The song Lars Ulrich said had “the most classic riff of all time”

When talking about the greatest drummers of all time, Lars Ulrich is usually the first or very last that anyone would think of putting on their respective lists.

Although he helped turn his drumming into a core part of Metallica’s sound and steered them through each hardship that they ever had to face, it’s not like he’s the most technically gifted player in the world or didn’t have a few embarrassing moments in his catalogue. But his superpower wasn’t about being the greatest drummer; it was about being an unwavering fan of all stripes of rock and roll music throughout his career.

The only reason why he and James Hetfield managed to get together back in the day was them bonding over the greatest metal bands that they could get their hands on at the time. No one in the US had heard of bands like Diamond Head at the time, but as far as they were concerned, they were as important as The Rolling Stones in terms of convincing them to start putting together their own riffs.

But whenever talking about the legacy of heavy metal, there’s normally a hierarchy of people who get credit for starting it before Metallica. The Beatles had experimented with heavy tunes on ‘Helter Skelter’, and even The Kinks’ ‘You Really Got Me’ often gets cited as the first official “heavy metal” riff, but it wasn’t until bands like Black Sabbath rolled around that the genre seemed to clearly have a face. 

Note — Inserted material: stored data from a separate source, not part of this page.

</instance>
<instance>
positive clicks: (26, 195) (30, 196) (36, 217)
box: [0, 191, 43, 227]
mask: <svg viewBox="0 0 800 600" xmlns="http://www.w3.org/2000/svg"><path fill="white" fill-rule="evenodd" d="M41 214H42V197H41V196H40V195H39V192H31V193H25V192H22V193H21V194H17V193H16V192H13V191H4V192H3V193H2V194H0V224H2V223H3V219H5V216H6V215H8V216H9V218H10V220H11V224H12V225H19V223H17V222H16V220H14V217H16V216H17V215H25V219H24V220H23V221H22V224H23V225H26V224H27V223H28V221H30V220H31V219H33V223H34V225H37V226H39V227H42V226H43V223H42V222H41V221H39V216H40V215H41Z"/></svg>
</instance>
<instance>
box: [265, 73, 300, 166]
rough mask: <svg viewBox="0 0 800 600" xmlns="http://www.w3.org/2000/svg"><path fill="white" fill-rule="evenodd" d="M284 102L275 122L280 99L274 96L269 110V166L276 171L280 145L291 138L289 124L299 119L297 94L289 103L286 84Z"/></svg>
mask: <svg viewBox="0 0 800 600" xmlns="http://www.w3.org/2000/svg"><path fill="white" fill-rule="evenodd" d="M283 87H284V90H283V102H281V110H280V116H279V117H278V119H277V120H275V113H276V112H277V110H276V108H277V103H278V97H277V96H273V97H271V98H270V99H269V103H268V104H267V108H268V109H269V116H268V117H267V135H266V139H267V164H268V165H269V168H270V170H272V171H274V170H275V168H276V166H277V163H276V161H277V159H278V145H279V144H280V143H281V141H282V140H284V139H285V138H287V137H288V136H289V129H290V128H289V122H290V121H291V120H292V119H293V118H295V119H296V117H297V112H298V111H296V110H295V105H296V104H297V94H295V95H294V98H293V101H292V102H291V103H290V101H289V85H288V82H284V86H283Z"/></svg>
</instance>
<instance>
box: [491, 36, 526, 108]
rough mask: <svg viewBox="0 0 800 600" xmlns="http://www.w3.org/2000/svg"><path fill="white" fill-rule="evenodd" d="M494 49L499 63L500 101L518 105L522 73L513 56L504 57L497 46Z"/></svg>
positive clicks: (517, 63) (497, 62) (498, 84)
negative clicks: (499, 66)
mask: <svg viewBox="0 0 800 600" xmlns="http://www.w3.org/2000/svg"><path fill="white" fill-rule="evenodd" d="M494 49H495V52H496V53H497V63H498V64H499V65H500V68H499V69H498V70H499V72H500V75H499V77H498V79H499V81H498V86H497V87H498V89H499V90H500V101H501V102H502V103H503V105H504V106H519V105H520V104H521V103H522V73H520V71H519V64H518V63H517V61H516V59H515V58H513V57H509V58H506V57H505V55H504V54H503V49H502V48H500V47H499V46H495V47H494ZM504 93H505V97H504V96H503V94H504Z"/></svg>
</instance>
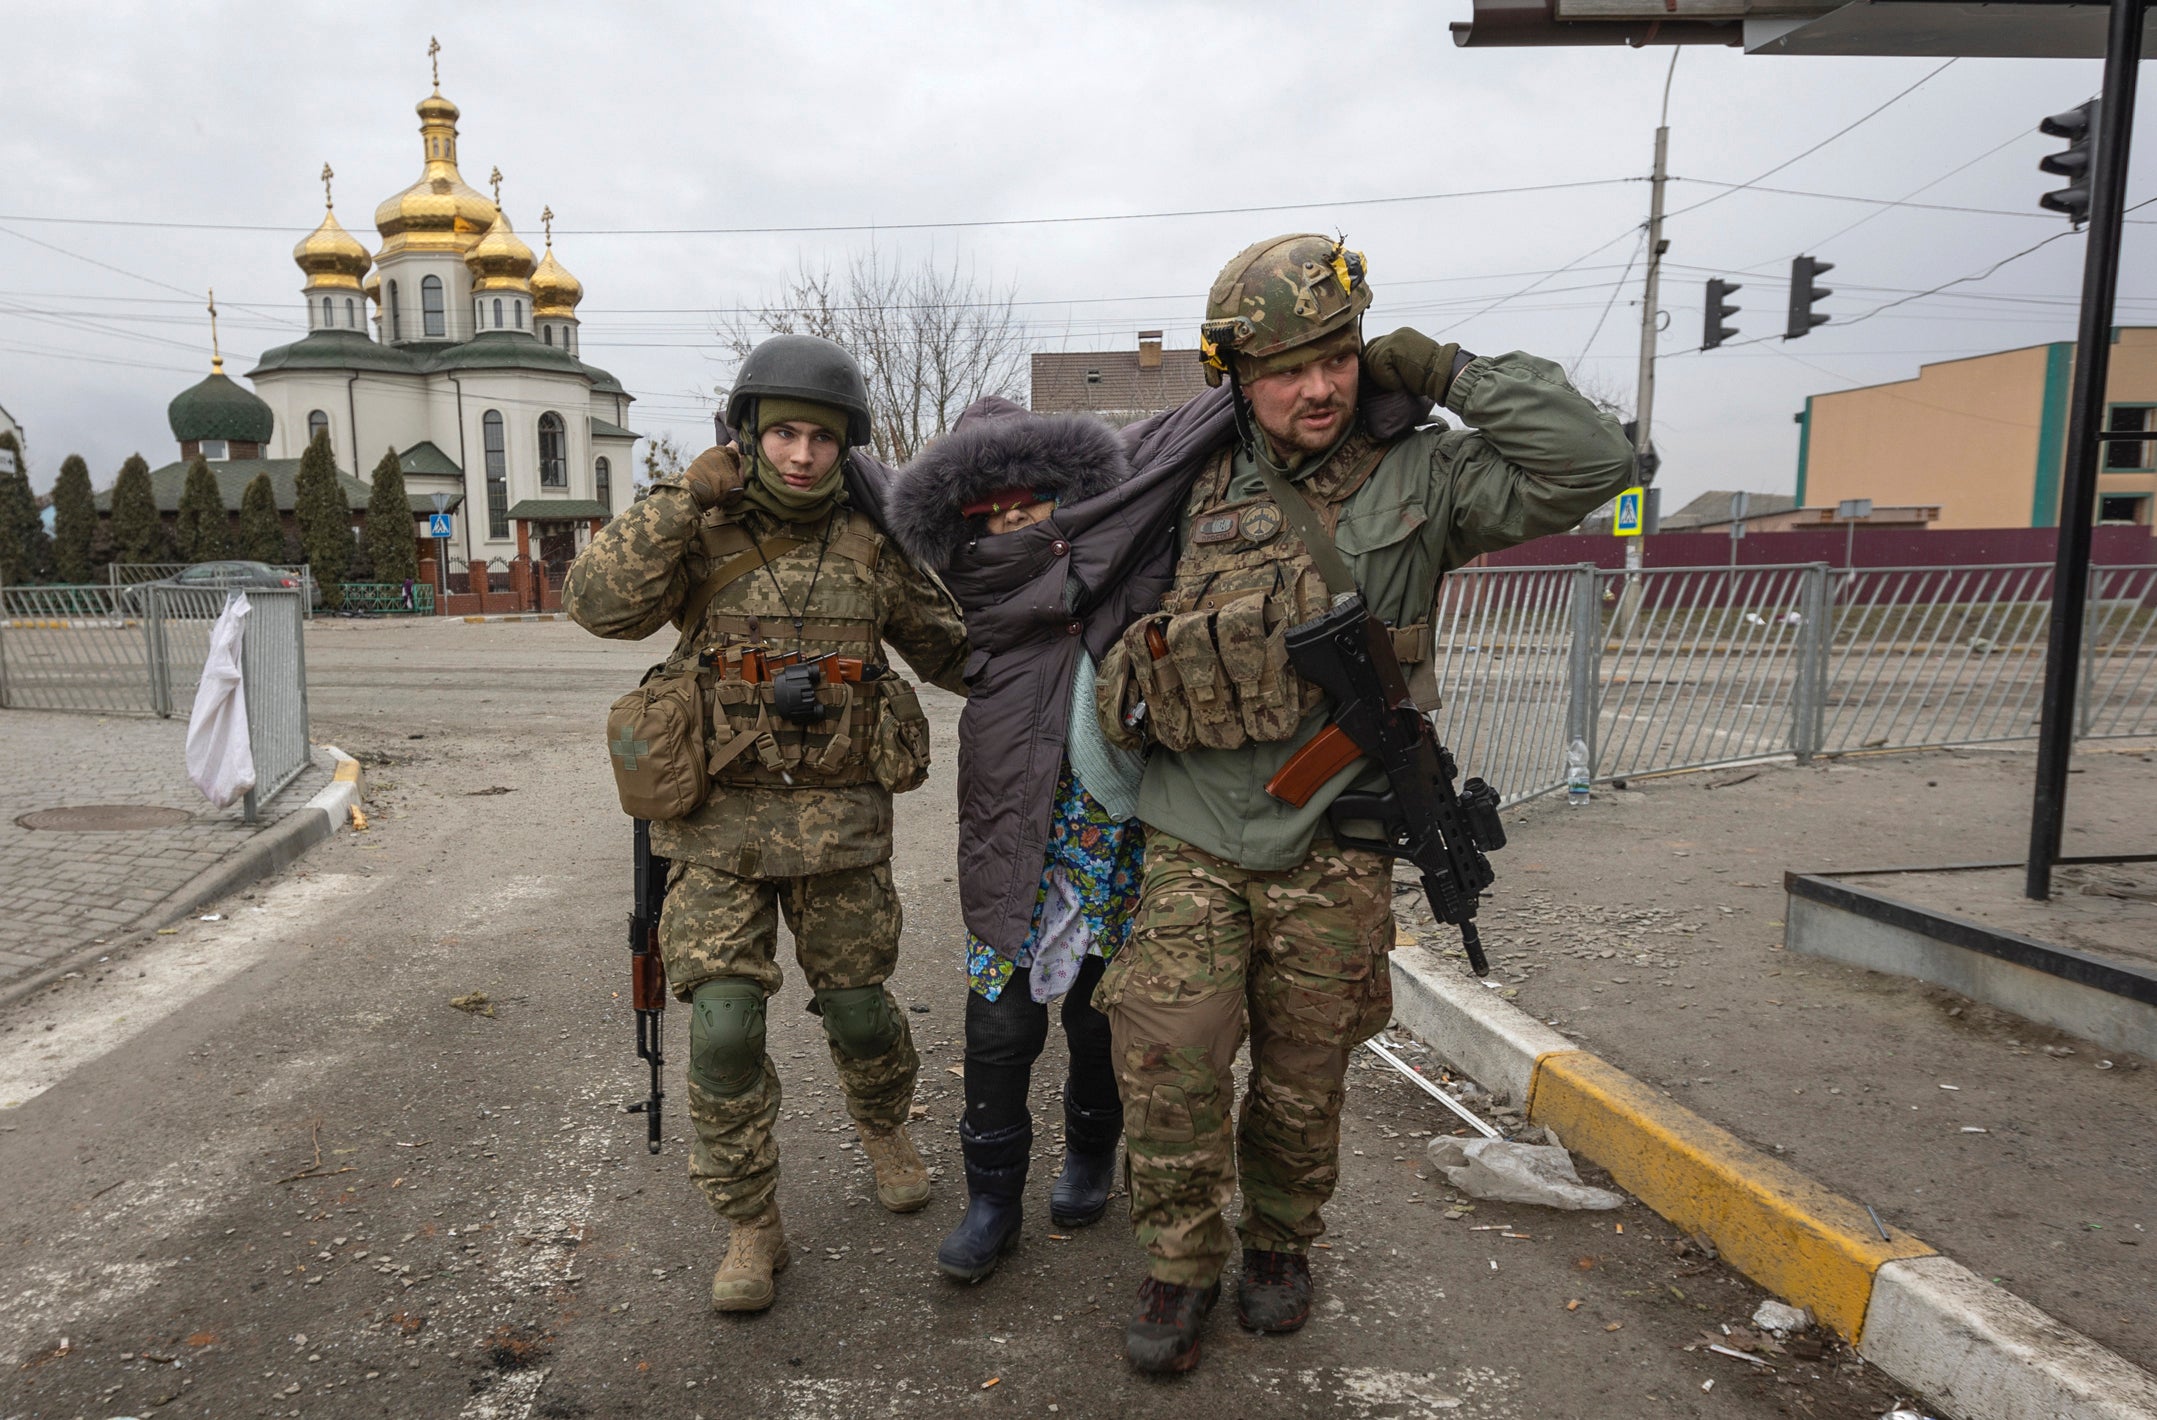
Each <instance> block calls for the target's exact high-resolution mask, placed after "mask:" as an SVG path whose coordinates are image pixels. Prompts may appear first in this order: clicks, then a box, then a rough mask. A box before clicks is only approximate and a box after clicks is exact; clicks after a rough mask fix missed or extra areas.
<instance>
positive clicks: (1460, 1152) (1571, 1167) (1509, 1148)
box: [1430, 1139, 1624, 1209]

Although every single metal band on this Earth was influenced by Sabbath in some capacity, they weren’t alone, either. Led Zeppelin were already making heavy music that gave Sabbath a blueprint to work from, and it’s clear listening to ‘Paranoid’ that they heard ‘Communication Breakdown’ and managed to make it just a little bit more sinister when singing about feelings of paranoia and depression that Ozzy Osbourne was singing about.

For Ulrich, though, there was no greater influence than what Deep Purple did for music. The American market might not have had the same impression listening to many of Purple’s classics, but when inducting the band into the Rock and Roll Hall of Fame, Ulrich was the first in line to induct them. Still, he couldn’t help but call attention to the songs that even casual rock fans would know by the back of their hand.

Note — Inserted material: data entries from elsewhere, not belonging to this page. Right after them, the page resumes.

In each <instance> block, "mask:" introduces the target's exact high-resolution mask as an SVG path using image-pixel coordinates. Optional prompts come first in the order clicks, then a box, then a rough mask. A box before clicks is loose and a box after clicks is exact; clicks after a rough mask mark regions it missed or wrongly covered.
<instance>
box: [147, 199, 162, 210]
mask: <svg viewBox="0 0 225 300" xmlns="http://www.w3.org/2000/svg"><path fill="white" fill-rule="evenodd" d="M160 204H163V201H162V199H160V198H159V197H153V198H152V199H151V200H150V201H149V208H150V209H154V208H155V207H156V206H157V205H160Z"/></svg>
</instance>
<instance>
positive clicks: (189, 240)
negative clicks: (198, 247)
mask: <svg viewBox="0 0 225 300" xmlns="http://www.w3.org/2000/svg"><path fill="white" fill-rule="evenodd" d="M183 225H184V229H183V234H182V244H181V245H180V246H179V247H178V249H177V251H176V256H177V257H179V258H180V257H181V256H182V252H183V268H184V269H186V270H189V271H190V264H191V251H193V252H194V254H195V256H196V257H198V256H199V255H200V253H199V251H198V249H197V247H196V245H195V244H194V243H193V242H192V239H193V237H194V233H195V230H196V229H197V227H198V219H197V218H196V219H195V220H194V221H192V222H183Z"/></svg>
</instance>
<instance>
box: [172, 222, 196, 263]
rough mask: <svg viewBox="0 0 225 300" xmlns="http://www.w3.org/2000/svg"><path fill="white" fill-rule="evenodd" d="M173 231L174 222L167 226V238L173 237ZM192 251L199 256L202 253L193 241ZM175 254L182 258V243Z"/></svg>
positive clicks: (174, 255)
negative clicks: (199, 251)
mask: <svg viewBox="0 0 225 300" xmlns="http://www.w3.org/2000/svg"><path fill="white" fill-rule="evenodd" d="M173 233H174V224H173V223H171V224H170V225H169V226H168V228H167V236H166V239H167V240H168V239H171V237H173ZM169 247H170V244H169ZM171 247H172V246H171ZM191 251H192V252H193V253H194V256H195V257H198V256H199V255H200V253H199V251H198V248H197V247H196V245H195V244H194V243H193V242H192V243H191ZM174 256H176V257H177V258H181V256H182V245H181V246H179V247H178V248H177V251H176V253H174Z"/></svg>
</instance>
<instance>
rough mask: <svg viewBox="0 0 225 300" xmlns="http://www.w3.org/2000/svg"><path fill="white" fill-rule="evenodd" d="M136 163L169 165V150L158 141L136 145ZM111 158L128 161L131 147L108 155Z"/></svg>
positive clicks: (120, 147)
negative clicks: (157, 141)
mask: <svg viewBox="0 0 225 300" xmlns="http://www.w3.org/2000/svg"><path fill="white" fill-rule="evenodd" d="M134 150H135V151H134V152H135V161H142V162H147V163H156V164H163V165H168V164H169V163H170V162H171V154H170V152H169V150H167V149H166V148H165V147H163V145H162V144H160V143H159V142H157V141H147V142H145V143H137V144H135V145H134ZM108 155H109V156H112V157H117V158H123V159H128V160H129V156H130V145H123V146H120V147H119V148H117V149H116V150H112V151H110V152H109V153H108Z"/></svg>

In naming all of their songs, Ulrich couldn’t be convinced that ‘Smoke on the Water’ wasn’t one of the best riffs that Ritchie Blackmore ever came up with, saying, “There’s one more song, right? The one everybody knows about Frank Zappa and a burning casino on a Swiss lake. The one that features perhaps the most classic riff of all time. The first thing anybody learns on guitar. The riff that has actually been banned in music stores to preserve the sanity of the staff. The riff that even I, the most illiterate guitar player in the world, can actually play.”

While the song has entered into that exclusive club of being a makeshift Guitar Centre employee torture device, that doesn’t discount the power of the riff, either. Blackmore was already working with much more simplistic arrangements on Machine Head, and hearing him take only four notes and make them feel as important as a classical piece of music is half of what all good hard rock is all about.

Purple were far from the first band to identify with the term ‘heavy metal’ when they started making music, but listening to ‘Smoke on the Water’, there’s definitely the skeleton of the genre hidden somewhere in its grooves. Most people would consider this standard rock and roll, but heavy metal is a genre that proves all good music lies in the delivery rather than the notes on the page.